Background: Two nucleoside reverse transcriptase inhibitors (NRTIs) and efavirenz (EFV) is a recommended initial regimen for HIV-1. Most EFV-related central nervous system (CNS) toxicity resolves early though symptoms may persist; we studied switching to etravirine (ETR) in these individuals.
Methods: A randomized, double-blind trial in patients with viral suppression but ongoing CNS adverse events after more than 12 weeks EFV. Patients received 2NRTI/EFV/ETR-placebo (delayed switch) or 2NRTI/ETR/EFV-placebo (immediate switch) for 12 weeks followed by 12-week open-label phase (2NRTI/ETR). Primary end-point was percentage with G2-4 CNS adverse events at 12 weeks.

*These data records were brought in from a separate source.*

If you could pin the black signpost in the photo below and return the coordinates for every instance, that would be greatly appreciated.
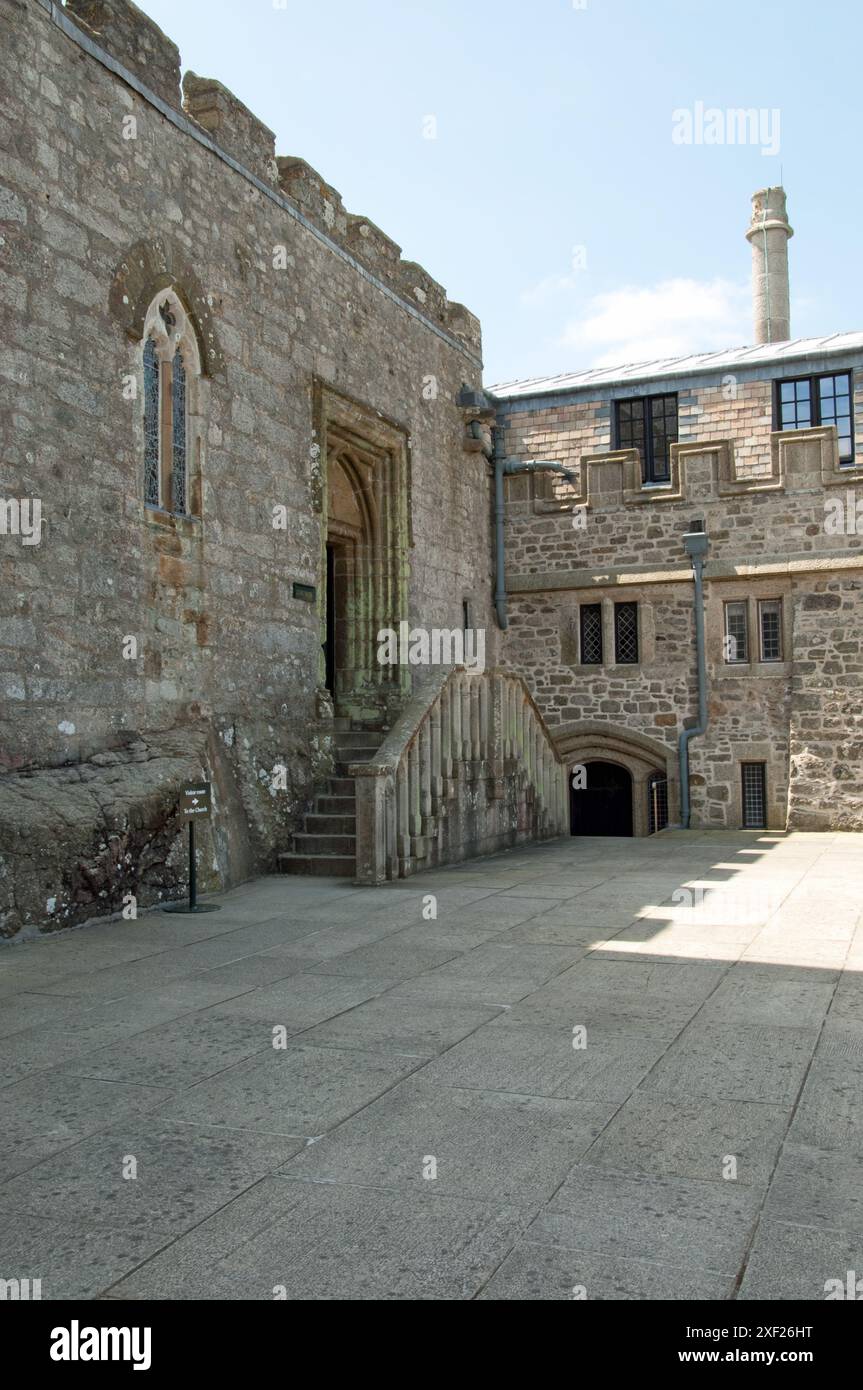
(195, 802)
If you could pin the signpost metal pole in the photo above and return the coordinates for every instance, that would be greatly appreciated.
(192, 869)
(195, 802)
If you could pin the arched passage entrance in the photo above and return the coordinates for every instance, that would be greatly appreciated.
(603, 805)
(652, 767)
(366, 541)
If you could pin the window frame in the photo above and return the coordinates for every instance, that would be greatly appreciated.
(815, 406)
(763, 767)
(582, 610)
(770, 660)
(648, 456)
(168, 327)
(634, 605)
(744, 605)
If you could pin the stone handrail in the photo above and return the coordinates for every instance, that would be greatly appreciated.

Results: Thirty-eight men; 20/18 were randomized to immediate switch/delayed switch; median CD4 was 444/498 cells/μl, respectively. Baseline CNS adverse events were similar. Nineteen immediate switch patients completed follow-up (one lost to follow-up) and 13 on delayed switch (two lost to follow-up, two withdrawn consent, one adverse event). Immediate switch G2-4 CNS adverse event: 90% at baseline, 60% at week 12 (P = 0.041). Delayed switch G2-4 CNS adverse event: 88.9% at baseline, 81.3% at week 12 (P = ns). Combined (both arms) percentage decline in G2-4 CNS adverse event after 12 weeks of ETR was significant for overall adverse events, insomnia, abnormal dreams and nervousness (P = 0.009, 0.016, 0.001, and 0.046, respectively). All participants on study maintained HIV-RNA below 50 and median week 24 CD4 was 593 and 607 cells/μl on immediate switch and delayed switch. Two participants experienced new G3-4 adverse events [delayed switch: G3 flatulence on EFV); immediate switch: G4 viral URTI on ETR (SAE)].
Conclusion: Switching EFV to ETR led to a significant reduction in overall G2-4 CNS adverse events, including insomnia, abnormal dreams and nervousness as individual adverse event. Lack of improvement for some events suggests other causative factors.